At a median follow-up of 47.7 months, the 24-month event-free survival rate was 63.2% with pembrolizumab/chemoradiation vs 56.2% with chemoradiation alone; the 36-month rates were 57.4% and 52.1%, respectively. Trends favoring pembrolizumab/chemoradiation were observed in all prespecified subgroups except for patients with a PD-L1 CPS < 1.

Disease progression occurred in the form of locoregional disease progression in 13% of the pembrolizumab arm and 14% of the placebo arm and was distant disease in 13% and 17%, respectively.

Median overall survival was not reached in either arm (HR = 0.90; 95% confidence interval [CI] = 0.71–1.15). The overall survival rates in the pembrolizumab/chemoradiation and chemoradiation alone arms, respectively, were 77.9% and 76.8% at 24 months and 71.9% and 70.1% at 36 months.

Benefit in PD-L1–Positive Patients

The addition of pembrolizumab to chemoradiation appeared to result in greater event-free survival benefit compared with chemoradiation alone in PD-L1–positive patients, according to a post hoc analysis. “PD-L1 expression measured by CPS may be an informative predictive biomarker,” he said.

In the PD-L1 ≥ 20 subgroup, median event-free survival was not reached in either arm; at 36 months, 66.7% of patients in the pembrolizumab arm were event-free vs 57.2% in the control arm (HR = 0.73; 95% CI = 0.49–1.06).
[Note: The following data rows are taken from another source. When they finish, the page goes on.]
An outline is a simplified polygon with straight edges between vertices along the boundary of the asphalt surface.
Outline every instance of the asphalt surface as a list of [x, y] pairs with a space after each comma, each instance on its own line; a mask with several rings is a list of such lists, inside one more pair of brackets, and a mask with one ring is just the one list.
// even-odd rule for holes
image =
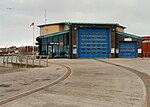
[[39, 90], [39, 87], [45, 86], [63, 76], [66, 69], [57, 65], [51, 65], [50, 67], [28, 69], [3, 67], [0, 71], [1, 105], [4, 99], [11, 99], [13, 96], [18, 96], [21, 93], [36, 92], [36, 90]]
[[[128, 59], [103, 60], [123, 64]], [[132, 63], [141, 61], [129, 60]], [[145, 87], [133, 72], [93, 59], [50, 59], [49, 62], [64, 64], [73, 73], [53, 87], [1, 107], [144, 107]], [[147, 62], [149, 60], [143, 60], [142, 64]]]

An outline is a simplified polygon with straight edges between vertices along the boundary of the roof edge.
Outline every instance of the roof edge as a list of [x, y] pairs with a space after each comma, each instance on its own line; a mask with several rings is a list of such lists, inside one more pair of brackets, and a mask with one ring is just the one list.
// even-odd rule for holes
[[65, 34], [65, 33], [69, 33], [69, 30], [65, 30], [65, 31], [62, 31], [62, 32], [56, 32], [56, 33], [52, 33], [52, 34], [47, 34], [47, 35], [38, 36], [36, 39], [39, 39], [39, 38], [46, 38], [46, 37], [49, 37], [49, 36], [61, 35], [61, 34]]
[[125, 36], [128, 36], [128, 37], [133, 37], [133, 38], [137, 38], [137, 39], [143, 39], [142, 37], [140, 36], [137, 36], [137, 35], [133, 35], [133, 34], [129, 34], [129, 33], [124, 33], [124, 32], [116, 32], [117, 34], [120, 34], [120, 35], [125, 35]]
[[51, 25], [73, 25], [73, 24], [82, 24], [82, 25], [87, 25], [87, 24], [94, 24], [94, 25], [109, 25], [109, 26], [117, 26], [117, 27], [122, 27], [126, 28], [124, 26], [119, 25], [118, 23], [98, 23], [98, 22], [58, 22], [58, 23], [50, 23], [50, 24], [44, 24], [44, 25], [38, 25], [37, 27], [44, 27], [44, 26], [51, 26]]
Median overall survival was also not reached, and at 36 months 79.1% of patients in the pembrolizumab arm were alive compared with 73.0% of the control arm (HR = 0.67; 95% CI = 0.43–1.04).
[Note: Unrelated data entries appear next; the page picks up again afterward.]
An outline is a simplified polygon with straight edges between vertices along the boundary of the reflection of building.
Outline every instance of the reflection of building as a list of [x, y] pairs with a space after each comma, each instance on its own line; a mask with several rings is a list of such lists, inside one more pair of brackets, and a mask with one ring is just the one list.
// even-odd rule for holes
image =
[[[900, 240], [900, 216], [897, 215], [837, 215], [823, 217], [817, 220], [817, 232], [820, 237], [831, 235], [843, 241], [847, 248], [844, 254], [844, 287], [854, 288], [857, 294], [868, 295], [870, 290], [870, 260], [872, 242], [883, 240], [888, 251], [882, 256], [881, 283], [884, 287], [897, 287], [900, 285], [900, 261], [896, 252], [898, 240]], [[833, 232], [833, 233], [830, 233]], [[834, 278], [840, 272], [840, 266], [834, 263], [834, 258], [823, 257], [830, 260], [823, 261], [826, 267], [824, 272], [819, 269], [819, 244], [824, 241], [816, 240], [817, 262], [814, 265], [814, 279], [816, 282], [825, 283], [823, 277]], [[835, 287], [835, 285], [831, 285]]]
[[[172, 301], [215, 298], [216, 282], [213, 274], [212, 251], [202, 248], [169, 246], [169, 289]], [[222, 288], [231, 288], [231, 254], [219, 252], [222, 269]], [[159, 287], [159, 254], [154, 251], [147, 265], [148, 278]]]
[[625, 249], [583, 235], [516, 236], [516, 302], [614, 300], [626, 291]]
For the PD-L1 ≥ 1 subgroup, at 36 months, the event-free survival rate was 58% in the pembrolizumab arm vs 51.8% in the control arm; overall survival was 71.4% vs 70.2%, respectively.

In a media briefing, Dr. Machiels was asked how he could justify the addition of pembrolizumab without selecting the patients based on PD-1 expression, given there was no difference between the treatment groups for the primary endpoint. He said that when the investigators designed the trial 7 years ago, the CPS score for PD-L1 expression had not yet been developed and validated; otherwise, the researchers might have designed KEYNOTE-412 to explore the pembrolizumab/chemoradiation regimen according to CPS subgroups. He also pointed to the numerically superior 2-year event-free survival and overall rates.
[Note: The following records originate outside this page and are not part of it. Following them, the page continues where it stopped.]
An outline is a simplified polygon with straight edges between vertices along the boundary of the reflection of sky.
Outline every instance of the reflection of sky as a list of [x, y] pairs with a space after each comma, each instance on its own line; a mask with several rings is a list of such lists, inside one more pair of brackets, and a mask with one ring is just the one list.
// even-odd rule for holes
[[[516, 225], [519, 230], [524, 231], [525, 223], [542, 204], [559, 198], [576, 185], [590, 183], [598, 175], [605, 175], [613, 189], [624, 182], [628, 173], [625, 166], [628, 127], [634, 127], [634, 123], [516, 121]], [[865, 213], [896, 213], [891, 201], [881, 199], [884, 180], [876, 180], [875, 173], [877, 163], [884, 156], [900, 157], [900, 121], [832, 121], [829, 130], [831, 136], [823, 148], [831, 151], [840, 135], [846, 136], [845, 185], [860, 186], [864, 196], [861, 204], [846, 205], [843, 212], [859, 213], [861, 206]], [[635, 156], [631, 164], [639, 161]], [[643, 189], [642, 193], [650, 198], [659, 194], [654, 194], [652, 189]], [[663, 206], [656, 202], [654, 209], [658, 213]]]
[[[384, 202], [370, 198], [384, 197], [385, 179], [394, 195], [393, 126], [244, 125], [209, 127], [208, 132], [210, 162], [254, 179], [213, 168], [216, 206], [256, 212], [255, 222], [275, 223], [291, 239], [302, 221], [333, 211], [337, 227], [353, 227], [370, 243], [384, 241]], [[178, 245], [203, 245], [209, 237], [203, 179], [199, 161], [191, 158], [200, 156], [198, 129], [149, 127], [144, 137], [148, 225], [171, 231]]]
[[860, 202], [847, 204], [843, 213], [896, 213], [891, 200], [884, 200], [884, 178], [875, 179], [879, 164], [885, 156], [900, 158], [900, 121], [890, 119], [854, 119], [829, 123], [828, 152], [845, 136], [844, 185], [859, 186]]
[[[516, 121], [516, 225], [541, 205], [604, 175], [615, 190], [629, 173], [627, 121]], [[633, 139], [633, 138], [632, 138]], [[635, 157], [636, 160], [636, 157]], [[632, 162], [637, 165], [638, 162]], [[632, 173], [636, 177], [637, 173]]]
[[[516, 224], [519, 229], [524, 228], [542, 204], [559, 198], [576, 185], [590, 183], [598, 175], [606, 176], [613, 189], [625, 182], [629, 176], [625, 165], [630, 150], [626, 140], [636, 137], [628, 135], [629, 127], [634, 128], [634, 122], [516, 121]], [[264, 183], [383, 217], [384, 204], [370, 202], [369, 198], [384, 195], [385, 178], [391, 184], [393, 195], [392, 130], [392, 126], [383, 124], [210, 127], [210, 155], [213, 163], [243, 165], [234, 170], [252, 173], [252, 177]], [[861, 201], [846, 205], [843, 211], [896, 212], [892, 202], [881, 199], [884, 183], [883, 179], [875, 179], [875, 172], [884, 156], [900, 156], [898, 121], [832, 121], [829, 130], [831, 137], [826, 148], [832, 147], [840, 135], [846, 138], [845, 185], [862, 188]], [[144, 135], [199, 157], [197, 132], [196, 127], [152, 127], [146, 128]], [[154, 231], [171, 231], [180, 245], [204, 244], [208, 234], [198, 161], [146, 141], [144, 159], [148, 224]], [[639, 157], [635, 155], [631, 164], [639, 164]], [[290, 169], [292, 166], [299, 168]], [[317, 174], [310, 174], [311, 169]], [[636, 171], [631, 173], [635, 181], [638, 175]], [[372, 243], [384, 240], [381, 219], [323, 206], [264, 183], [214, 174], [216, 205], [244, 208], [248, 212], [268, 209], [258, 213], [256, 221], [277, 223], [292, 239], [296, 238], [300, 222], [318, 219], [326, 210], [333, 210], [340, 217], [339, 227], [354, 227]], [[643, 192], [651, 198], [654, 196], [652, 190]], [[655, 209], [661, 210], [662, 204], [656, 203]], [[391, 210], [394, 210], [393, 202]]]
“Locally advanced head and neck squamous cell carcinoma remains a challenging disease to treat,” Dr. Machiels said.

The addition of pembrolizumab to chemoradiation did not appreciably increase adverse events. Grade 3 to 5 adverse events were reported in 92% of the pembrolizumab arm and 88% of the placebo arm, with four and six deaths, respectively, attributed to treatment. Immune-mediated adverse events of any grade occurred in 43% and 28%, respectively, and were grade 3 to 5 in 8% and 2%, respectively; one death occurred in a patient receiving pembrolizumab/chemoradiation, Dr. Machiels reported. 

DISCLOSURE: Dr. Machiels reported financial relationships with Pfizer, Roche, AstraZeneca, Bayer, Innate, Merck Serono, Boehringer Ingelheim, Novartis, Janssen, Incyte, Cue Biopharma, ALX Oncology, iTEOS, eTheRNA, Nektar, F-Star, MSD, Bristol Myers Squibb, Amgen, and Gilead.

REFERENCES

1. Machiels JP, Tao Y, Burtness B, et al: Primary results of the phase 3 KEYNOTE-412 study: Pembrolizumab plus chemoradiation therapy (CRT) vs placebo plus CRT for locally advanced head and neck squamous cell carcinoma. ESMO Congress 2022. Abstract LBA5. Presented September 11, 2022.

2. Burtness B, Harrington KJ, Greil R, et al: Pembrolizumab alone or with chemotherapy versus cetuximab with chemotherapy for recurrent or metastatic squamous cell carcinoma of the head and neck (KEYNOTE-048): A randomised, open-label, phase 3 study. Lancet 394:1915-1928, 2019.